The layers of Digital Twins (RSSB)

The components of a Digital Twin

Essentially, a digital twin is a dynamic digital profile of an object, system or process. Figure 1 is a diagram of a basic digital twin in context. It shows how sensors located on physical assets in the real-world measure behaviour and thus generate data are linked via communications infrastructure to the twin’s software. The software manipulates the data it receives into an up-to-date virtual model, ie a real-time representation of the monitored object (or process). A record of historical behaviour is formed by historical status profile and the designed capability, this is sometimes termed a digital through-life thread. Additionally, there may be a feedback link from the digital twin back to its physical counterpart via the control actions that can be implemented, as either a manual or an automated process.

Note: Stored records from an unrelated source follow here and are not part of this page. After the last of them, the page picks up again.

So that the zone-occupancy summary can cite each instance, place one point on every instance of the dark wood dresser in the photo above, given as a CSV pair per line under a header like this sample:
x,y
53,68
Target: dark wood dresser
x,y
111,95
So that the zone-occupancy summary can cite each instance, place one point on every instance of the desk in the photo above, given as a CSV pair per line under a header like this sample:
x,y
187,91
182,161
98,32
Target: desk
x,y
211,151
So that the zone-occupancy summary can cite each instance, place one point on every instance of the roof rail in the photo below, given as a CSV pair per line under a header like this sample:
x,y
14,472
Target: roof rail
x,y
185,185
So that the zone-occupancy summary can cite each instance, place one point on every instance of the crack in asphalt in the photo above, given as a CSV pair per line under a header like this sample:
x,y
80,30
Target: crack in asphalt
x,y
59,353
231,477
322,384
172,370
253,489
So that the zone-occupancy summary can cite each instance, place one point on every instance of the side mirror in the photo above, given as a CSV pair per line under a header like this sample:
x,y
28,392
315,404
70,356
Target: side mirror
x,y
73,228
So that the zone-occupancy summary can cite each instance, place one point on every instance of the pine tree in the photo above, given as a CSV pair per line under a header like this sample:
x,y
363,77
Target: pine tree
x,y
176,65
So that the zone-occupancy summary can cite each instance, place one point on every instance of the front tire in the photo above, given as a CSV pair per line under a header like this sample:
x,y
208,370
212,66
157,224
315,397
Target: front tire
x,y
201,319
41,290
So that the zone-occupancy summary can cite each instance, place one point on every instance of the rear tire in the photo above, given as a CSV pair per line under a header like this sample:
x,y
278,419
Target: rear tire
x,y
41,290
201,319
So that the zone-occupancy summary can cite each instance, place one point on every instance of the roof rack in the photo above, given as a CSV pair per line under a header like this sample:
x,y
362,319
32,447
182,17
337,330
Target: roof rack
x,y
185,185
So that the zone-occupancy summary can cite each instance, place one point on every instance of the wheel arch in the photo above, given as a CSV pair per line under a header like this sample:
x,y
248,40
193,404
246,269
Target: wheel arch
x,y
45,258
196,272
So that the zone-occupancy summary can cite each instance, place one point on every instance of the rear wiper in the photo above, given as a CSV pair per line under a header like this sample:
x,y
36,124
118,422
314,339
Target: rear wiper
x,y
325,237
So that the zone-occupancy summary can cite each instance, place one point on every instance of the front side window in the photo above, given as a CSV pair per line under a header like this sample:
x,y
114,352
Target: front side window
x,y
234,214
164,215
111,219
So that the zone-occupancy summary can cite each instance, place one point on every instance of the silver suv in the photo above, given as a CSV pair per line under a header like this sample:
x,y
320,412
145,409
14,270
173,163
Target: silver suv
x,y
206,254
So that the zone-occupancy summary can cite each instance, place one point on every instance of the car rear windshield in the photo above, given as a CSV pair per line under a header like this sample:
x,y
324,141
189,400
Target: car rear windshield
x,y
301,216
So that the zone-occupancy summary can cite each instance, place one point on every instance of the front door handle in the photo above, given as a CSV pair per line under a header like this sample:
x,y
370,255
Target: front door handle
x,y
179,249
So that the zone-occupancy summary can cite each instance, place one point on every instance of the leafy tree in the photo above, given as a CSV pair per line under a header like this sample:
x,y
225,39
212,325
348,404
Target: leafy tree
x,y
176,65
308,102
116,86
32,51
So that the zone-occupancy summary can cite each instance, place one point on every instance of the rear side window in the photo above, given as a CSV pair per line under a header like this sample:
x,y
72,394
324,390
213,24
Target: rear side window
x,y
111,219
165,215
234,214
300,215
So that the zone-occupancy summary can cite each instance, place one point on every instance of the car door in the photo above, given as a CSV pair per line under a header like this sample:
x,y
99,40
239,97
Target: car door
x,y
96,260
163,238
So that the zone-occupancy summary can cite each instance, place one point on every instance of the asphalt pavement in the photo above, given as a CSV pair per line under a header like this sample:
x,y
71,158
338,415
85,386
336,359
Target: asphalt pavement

A digital twin becomes powerful and valuable when it is used to make high-quality decisions resulting from the transformation of data into actionable insight. This is also known as feedback from the twin and it is made possible by using analysis and/or simulation models and techniques, which require human expertise to set up and monitor.

Where have twins been deployed before? 

NASA made the first use of a digital twin, in 2002, by remotely monitoring and controlling the status of its spacecrafts’. However, in the years immediately after, no further use of twins was put to action. More recently there has been an increase in this area with factories using twinning processes to streamline their operations in semiconductor, automotive and aerospace production.